Fulton crews clean up 25 gallons of gas spilled at Break Time

Christine Finnell uses an oderizer to check for the level of gasoline fumes in the storm water drain near Break Time at Fourth Street and Westminster Avenue. On Tuesday morning, an operator filling the gas tanks removed a hose while fuel was still in it, spilling about 25 gallons into the parking lot, according to the Fulton Fire Department.

Christine Finnell uses an oderizer to check for the level of gasoline fumes in the storm water drain near Break Time at Fourth Street and Westminster Avenue. On Tuesday morning, an operator filling the gas tanks removed a hose while fuel was still in it, spilling about 25 gallons into the parking lot, according to the Fulton Fire Department. Kevin M. Smith

Fulton firefighters and city of Fulton employees cleaned up about 25 gallons of gasoline, flushing 10,000 gallons of water through the storm water drainage system after a spill Tuesday morning at Break Time at Fourth Street and Westminster Avenue.

Fulton Fire Department received a call about the spill at 11:30 a.m. Tuesday, according to Todd Gray, engineer with the fire department.

An operator for Midland Transports of Jefferson City was filling the underground fuel tanks at the gas station and convenience store when a hose that still had fuel in it became unhooked, causing up to 25 gallons to spill onto the parking lot.

“There’s a fitting he hooks to and that fitting came off,” Thomas G. Kolb, president of of Midland Transports, told the Fulton Sun.

Kolb said that either the fitting is bad or was not put on tight enough and when the truck driver apparently tripped, it knocked the fitting off.
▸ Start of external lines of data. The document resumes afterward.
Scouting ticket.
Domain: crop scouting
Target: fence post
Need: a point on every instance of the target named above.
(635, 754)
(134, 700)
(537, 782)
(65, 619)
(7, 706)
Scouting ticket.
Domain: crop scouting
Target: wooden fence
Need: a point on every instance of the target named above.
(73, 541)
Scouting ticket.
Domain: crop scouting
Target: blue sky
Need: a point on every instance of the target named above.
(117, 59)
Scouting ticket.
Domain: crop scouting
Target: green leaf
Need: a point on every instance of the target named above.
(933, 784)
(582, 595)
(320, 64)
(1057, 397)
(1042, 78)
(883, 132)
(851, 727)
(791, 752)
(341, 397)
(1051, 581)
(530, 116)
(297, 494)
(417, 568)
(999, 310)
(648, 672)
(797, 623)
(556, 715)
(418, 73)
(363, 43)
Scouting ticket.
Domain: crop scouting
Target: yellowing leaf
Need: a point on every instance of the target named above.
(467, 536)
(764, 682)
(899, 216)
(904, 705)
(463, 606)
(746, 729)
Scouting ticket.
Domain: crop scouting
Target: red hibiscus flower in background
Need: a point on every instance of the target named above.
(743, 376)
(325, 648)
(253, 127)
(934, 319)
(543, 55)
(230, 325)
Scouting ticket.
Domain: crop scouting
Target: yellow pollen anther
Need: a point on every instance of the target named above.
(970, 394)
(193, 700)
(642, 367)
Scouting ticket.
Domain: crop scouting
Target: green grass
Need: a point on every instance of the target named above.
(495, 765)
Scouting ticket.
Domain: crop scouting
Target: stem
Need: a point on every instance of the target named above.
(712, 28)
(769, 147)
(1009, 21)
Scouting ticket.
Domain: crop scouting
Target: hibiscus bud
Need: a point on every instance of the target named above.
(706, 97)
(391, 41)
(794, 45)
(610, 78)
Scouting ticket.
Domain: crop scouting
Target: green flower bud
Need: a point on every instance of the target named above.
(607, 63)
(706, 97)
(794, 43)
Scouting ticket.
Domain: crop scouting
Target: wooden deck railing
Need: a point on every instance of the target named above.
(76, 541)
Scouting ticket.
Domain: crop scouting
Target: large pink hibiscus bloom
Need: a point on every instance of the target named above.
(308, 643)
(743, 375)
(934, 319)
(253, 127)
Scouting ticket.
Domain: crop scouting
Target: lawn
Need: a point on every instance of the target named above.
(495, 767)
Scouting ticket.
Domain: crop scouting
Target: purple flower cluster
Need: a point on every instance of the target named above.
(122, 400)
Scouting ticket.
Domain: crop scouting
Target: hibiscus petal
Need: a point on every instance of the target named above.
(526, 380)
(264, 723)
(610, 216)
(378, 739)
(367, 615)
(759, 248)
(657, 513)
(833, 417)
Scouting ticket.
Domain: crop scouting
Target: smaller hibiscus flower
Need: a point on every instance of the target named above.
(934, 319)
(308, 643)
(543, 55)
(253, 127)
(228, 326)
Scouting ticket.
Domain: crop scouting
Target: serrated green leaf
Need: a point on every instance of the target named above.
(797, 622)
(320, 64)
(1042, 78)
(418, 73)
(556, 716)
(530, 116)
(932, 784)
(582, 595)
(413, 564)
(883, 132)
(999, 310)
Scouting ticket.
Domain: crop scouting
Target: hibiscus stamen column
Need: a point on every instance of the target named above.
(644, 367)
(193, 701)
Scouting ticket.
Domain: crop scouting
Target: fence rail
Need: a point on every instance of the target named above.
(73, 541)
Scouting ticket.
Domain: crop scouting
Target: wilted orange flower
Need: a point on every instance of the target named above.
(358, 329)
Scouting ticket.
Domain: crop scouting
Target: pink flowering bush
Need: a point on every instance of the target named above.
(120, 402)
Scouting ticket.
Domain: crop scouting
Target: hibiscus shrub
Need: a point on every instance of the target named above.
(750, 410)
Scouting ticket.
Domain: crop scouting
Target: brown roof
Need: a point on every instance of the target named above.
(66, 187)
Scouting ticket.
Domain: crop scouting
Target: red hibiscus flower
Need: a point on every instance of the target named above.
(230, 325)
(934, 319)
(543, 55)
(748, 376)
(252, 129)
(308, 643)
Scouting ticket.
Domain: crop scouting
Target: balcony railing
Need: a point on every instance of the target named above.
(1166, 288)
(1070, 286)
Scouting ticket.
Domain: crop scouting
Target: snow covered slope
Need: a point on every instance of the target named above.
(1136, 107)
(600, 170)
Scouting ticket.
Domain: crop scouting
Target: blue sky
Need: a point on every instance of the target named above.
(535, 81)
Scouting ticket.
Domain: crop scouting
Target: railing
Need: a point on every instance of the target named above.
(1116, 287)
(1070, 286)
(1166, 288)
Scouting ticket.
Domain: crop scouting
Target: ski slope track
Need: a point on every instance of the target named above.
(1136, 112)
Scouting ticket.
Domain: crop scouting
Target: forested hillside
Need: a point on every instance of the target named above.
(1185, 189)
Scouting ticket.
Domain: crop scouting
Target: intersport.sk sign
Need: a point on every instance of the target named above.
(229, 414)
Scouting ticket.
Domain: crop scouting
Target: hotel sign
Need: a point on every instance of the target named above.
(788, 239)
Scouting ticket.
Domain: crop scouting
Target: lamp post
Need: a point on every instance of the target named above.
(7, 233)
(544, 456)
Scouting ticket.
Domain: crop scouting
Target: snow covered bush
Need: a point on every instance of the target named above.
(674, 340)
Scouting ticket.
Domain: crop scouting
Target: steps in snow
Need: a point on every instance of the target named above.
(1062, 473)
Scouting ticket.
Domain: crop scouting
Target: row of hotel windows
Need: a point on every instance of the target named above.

Kolb said the gasoline flows at about 2.5 gallons per second out of the hose.

“He was right there with it … it didn’t take him 10 seconds to get to the valve,” Kolb said, noting the spill may have been closer to 15 gallons but they estimated on the high end.

Kolb said the procedure is to clear the area and contain the spill.

“The goal is to keep it from getting to a storm drain … from leaving the premises,” Kolb said.

According to Gray, the operator grabbed a garden hose at the gas station and sprayed the gasoline with water.

“That’s where we had the issue,” Gray said.

The water pushed the gasoline into the storm drains, according to Gray.

Gray said procedure should be to use “Oil Dry” — a sand- or cat-litter-like substance that Break Time has on site to absorb fuel spills. Gray said had that been used on the gasoline spill, it could have been just scooped up to dispose of properly and the fumes would quickly evaporate.

Instead, the city flushed 10,000 gallons of water through the storm drains and the fire department used an additional 1,000 gallons to clean the parking lot and flush the drains.

Kolb said every truck is equipped with a spill clean-up kit that includes absorbent pads and the Oil Dry product. Kolb said the pads are for small spill — not up to 25 gallons — and the absorbant grain works better for oil. Kolb said he was not aware that the driver had used the garden hose.

Crews were wrapping up this process about 1:15 p.m. At that point, an odorizer detected 20 parts per million, according to Gray. He said that’s on the low end and probably not ignitable. At 50 parts per million, a passerby with a lit cigarette could spark a fire, Gray said. The odorizer “sniffs for gas,” according to city of Fulton employee Christine Finnell, who was using it by poking it down the storm drains east of Break Time.

“The fumes with gasoline is what you’ve got to be worried about,” Gray said.

Kolb said his company is required to notify the Missouri Department of Natural Resources if 45 gallons or more are spilled, but not for the amount spilled today.

The Break Time manager on duty at the time of the incident said she was not allowed to talk to news media. The Fulton Sun left contact information for that manager’s supervisor, who did not contact the Sun.

Gray said it wasn’t the only spill Tuesday. He said the city of Fulton accidentally spilled several gallons of paint as crews were re-striping crosswalk lines.